The observed low serum CRF in chronic PTSD patients may be also consistent with elevated brain CRF utilization, increased CRF metabolism, increased degradation of CRF, or reduction in the CNS secretion of CRF (36).
Alternatively, low serum CRF may represent a risk factor for PTSD. This possibility should be further explored in longitudinal studies with available blood obtained from participants pre‐ and post‐deployment or pre‐ and post‐trauma exposure in civilians.
Since psychotropic medications such as benzodiazepines and antidepressants may influence CRF levels (37), we have compared PTSD subjects (including PTSD + TBI) under benzodiazepines and antidepressant treatments with those without drug treatment. We found that the levels of serum CRF did not differ in the two groups (p = 0.472), confirming that the CRF reduction in PTSD is not due to the use of these medications.
Serum CRF is known to be increased in multiple conditions, including fibromyalgia, mastocytosis, psoriasis, obesity, and pregnancy (released by the placenta) (38, 39, 40, 41). All participants of our study, including the controls, were subjected to a thorough clinical interview and all possible current heath conditions were reported. None of the participants were found to have current fibromyalgia, mastocytosis or psoriasis at the time of the interview and/or blood draw. In addition, we excluded from this study any pregnant subjects.

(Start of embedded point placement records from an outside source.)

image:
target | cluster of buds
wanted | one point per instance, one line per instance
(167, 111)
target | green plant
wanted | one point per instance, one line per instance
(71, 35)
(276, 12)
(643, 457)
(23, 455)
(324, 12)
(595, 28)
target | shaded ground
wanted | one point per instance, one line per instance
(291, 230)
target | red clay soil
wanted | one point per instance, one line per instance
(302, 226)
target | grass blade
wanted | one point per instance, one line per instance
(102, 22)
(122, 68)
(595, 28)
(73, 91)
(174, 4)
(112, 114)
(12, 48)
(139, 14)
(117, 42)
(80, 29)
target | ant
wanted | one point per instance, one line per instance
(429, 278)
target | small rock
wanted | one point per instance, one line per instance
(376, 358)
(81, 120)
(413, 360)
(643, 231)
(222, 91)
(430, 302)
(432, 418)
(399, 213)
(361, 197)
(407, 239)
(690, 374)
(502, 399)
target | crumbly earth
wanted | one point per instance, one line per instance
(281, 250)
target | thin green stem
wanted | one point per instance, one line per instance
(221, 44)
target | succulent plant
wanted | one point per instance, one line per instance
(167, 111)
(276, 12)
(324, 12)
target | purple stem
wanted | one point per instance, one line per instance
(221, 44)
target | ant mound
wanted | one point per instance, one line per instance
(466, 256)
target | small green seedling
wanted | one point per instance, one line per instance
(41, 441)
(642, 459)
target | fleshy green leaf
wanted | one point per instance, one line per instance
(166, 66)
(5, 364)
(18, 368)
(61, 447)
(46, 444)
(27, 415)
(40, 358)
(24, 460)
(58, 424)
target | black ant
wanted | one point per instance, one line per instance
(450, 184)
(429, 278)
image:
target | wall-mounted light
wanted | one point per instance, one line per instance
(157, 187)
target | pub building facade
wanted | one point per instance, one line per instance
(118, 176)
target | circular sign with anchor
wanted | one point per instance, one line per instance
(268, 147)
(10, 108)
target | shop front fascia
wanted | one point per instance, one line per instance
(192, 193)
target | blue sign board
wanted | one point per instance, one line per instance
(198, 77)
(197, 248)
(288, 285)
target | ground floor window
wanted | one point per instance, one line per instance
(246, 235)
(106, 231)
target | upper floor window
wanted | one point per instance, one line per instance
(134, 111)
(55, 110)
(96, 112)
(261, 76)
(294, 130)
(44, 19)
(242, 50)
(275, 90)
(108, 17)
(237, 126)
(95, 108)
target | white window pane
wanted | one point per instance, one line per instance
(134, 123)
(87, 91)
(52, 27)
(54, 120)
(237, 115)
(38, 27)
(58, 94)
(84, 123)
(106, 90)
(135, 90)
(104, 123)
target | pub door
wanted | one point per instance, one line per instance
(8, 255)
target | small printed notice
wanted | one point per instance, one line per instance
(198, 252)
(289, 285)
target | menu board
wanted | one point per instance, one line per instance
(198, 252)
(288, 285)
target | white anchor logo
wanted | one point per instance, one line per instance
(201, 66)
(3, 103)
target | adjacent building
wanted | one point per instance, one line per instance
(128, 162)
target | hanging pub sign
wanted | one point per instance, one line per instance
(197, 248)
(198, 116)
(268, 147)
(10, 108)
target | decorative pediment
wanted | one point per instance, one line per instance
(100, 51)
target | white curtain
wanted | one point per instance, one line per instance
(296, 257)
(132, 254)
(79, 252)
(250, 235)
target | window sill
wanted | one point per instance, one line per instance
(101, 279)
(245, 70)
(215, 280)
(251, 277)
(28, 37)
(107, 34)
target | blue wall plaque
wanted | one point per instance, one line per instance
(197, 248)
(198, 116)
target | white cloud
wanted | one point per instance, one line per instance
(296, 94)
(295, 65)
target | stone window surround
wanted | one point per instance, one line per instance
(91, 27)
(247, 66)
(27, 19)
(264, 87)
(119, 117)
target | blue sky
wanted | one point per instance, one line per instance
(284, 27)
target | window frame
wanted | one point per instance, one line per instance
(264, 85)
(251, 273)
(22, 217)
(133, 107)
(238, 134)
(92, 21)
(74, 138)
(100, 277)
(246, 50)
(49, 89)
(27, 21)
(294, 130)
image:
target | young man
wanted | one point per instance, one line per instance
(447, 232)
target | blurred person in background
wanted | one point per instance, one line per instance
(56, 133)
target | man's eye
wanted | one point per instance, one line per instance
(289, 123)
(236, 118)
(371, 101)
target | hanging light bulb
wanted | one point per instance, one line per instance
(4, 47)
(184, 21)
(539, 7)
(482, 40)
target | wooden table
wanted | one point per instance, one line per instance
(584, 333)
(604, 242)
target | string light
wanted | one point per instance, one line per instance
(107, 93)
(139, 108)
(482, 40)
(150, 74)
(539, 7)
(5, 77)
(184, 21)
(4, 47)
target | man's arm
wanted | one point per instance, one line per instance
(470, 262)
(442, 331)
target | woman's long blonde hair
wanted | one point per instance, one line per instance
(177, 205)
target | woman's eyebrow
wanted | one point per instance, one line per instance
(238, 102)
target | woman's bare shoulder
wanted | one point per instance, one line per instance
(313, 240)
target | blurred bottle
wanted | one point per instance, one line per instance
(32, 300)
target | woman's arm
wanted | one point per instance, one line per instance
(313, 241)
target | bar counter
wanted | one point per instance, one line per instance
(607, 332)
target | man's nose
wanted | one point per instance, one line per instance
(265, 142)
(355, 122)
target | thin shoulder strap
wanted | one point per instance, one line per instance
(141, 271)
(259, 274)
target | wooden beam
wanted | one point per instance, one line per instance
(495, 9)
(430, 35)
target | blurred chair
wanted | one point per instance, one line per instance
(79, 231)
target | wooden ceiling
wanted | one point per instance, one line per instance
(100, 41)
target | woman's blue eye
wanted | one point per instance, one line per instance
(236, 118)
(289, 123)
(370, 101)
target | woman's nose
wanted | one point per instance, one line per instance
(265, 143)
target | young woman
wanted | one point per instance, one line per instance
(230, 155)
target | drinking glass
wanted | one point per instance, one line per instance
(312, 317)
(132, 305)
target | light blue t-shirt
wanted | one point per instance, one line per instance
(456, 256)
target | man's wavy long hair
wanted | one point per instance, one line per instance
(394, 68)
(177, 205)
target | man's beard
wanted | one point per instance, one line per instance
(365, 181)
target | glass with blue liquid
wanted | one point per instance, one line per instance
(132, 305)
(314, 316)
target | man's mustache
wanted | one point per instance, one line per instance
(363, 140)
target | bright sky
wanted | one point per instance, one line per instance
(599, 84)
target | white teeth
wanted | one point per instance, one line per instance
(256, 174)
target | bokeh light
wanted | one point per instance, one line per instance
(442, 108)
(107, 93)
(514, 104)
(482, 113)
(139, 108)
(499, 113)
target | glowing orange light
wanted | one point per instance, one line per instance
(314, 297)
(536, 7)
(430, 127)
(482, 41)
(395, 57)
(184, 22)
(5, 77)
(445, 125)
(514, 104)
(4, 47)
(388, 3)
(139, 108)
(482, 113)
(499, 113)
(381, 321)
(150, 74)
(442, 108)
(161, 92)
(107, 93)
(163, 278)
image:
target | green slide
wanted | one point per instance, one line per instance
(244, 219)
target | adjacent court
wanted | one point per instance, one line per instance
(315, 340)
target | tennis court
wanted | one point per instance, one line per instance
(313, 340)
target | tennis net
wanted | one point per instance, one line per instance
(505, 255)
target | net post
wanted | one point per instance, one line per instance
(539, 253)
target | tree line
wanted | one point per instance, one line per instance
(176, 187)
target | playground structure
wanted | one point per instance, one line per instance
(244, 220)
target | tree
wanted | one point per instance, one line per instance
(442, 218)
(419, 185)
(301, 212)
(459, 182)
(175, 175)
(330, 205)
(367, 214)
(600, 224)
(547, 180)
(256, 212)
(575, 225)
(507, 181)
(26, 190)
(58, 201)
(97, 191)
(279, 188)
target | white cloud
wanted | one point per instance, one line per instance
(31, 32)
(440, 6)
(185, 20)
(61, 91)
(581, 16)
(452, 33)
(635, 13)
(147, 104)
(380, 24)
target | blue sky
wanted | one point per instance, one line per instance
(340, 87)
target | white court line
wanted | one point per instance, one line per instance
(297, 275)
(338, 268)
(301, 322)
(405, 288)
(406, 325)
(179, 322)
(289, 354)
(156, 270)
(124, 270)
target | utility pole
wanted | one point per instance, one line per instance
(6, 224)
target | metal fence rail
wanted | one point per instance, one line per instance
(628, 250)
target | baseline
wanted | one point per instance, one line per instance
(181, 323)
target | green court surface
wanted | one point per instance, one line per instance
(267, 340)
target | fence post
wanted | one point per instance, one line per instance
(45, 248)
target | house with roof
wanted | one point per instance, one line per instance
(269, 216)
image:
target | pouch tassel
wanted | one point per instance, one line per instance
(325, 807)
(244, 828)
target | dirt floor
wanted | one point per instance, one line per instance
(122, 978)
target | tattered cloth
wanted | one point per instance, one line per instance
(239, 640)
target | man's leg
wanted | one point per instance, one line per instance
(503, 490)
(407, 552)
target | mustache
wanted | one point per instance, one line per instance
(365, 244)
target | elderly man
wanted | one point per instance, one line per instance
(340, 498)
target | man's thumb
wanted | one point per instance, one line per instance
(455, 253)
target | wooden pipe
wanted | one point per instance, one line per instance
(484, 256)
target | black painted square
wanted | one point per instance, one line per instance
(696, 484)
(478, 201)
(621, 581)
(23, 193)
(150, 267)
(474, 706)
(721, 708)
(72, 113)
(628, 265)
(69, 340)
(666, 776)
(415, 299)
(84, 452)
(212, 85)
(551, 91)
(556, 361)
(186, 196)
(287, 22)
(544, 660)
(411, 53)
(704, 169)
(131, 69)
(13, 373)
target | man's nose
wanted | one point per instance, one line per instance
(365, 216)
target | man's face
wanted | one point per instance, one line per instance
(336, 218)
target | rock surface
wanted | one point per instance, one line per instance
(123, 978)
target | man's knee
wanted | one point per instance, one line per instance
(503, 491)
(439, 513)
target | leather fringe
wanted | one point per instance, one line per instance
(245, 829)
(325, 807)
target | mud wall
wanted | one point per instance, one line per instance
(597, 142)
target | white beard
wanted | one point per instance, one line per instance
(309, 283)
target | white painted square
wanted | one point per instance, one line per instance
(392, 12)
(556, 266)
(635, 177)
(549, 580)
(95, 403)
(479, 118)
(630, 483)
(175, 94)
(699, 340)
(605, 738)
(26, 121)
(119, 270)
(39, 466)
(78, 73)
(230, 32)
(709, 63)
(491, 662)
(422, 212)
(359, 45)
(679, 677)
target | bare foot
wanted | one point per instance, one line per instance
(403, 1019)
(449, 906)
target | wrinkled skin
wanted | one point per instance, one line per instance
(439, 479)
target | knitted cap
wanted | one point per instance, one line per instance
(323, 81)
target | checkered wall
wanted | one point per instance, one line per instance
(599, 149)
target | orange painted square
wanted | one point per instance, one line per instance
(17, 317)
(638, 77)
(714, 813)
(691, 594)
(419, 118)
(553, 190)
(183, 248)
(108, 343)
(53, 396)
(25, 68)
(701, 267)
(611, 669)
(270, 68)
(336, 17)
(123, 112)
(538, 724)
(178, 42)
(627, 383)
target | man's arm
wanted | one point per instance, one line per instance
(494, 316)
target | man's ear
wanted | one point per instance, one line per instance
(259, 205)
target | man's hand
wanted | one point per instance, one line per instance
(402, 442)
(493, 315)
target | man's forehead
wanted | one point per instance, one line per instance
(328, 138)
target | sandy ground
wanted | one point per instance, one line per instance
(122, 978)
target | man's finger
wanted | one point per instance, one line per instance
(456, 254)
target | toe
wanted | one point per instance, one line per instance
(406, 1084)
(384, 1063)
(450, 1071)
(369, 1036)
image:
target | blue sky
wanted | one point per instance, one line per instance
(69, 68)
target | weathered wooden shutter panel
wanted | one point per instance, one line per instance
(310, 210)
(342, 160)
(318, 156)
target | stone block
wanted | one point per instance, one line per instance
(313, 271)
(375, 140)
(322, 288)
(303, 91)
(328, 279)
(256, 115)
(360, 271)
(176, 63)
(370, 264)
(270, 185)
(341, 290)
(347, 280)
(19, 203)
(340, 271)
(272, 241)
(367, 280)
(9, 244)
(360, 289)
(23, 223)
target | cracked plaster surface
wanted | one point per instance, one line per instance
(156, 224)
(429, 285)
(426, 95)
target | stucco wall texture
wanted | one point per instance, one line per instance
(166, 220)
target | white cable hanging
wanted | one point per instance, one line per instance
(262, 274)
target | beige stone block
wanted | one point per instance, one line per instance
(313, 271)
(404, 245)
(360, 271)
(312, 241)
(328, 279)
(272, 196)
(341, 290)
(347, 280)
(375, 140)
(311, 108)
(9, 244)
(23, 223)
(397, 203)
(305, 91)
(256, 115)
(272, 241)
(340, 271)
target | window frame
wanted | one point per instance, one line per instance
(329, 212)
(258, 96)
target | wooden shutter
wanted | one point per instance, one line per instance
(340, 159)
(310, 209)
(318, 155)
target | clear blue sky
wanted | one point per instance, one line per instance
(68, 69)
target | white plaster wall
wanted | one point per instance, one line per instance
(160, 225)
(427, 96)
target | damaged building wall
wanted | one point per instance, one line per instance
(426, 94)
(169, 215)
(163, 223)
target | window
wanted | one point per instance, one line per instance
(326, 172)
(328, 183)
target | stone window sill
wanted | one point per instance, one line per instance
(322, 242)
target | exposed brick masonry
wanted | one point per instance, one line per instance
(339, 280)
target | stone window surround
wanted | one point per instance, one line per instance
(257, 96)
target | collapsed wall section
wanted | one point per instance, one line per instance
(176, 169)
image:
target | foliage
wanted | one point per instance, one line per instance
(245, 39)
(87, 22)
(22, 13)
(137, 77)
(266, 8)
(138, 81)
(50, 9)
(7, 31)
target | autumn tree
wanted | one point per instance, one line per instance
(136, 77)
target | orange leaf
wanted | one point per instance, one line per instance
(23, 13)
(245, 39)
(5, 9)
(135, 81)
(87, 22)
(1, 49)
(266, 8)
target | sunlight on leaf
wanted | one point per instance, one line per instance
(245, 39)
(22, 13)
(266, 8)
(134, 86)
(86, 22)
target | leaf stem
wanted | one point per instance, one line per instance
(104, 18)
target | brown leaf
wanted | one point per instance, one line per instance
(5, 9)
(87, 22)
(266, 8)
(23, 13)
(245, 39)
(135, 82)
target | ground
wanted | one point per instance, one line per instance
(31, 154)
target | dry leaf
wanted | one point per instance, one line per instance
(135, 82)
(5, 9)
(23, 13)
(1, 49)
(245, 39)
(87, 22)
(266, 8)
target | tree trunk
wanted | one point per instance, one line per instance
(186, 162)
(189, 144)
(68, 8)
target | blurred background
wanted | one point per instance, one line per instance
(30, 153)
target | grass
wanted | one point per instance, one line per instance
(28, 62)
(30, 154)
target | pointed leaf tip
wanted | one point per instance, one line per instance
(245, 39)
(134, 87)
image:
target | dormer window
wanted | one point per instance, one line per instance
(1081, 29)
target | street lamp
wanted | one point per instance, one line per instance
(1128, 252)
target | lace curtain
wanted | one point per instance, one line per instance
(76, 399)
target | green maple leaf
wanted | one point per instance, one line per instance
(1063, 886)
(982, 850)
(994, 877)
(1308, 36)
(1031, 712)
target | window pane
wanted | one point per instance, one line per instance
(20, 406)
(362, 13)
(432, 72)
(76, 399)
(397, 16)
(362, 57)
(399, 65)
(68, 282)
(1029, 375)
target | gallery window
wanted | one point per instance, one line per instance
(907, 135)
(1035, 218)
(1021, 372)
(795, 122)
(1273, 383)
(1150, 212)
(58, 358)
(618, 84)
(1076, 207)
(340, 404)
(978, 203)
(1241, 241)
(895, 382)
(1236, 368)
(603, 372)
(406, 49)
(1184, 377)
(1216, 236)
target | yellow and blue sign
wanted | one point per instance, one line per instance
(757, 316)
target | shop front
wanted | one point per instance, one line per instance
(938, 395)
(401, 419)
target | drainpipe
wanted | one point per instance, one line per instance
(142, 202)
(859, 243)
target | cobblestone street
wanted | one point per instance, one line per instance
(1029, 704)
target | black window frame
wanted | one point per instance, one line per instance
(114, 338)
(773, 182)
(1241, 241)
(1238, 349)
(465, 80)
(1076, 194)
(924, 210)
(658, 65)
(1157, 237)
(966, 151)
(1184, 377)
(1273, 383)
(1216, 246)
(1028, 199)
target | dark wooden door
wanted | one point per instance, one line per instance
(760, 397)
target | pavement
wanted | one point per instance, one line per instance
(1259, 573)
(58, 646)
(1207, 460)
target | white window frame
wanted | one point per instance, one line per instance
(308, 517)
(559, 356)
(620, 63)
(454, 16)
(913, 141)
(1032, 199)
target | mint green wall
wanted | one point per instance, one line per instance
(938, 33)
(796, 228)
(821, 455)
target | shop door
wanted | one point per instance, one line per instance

Low levels of CRF are also observed in tertiary (hypothalamic) adrenal disease (CRF deficiency) (42). Both low and elevated CRF levels have been shown in people with Alzheimer's disease (43, 44), and some scientists suspect that a lack of CRF might cause chronic fatigue syndrome (45). However, further research is needed in both these topics to confirm these findings.
We detected lower CRF levels in subjects within the higher CAPS scores quartiles, for both current and lifetime CAPS (Figure 2), and a moderate negative correlation between CRF and CAPS‐5 in the full group. However, there was no correlation between CAPS‐5 and CRF within the PTSD group, suggesting that the relationship with CRF is likely driven by the differences in CAPS scores between controls and PTSD subjects and is not directly related to the severity of symptoms within the PTSD patients. Further, there was no correlation between CRF and the individual CAPS‐5 symptom clusters (B, C, D or E) in the PTSD group, or between CRF and PSQI.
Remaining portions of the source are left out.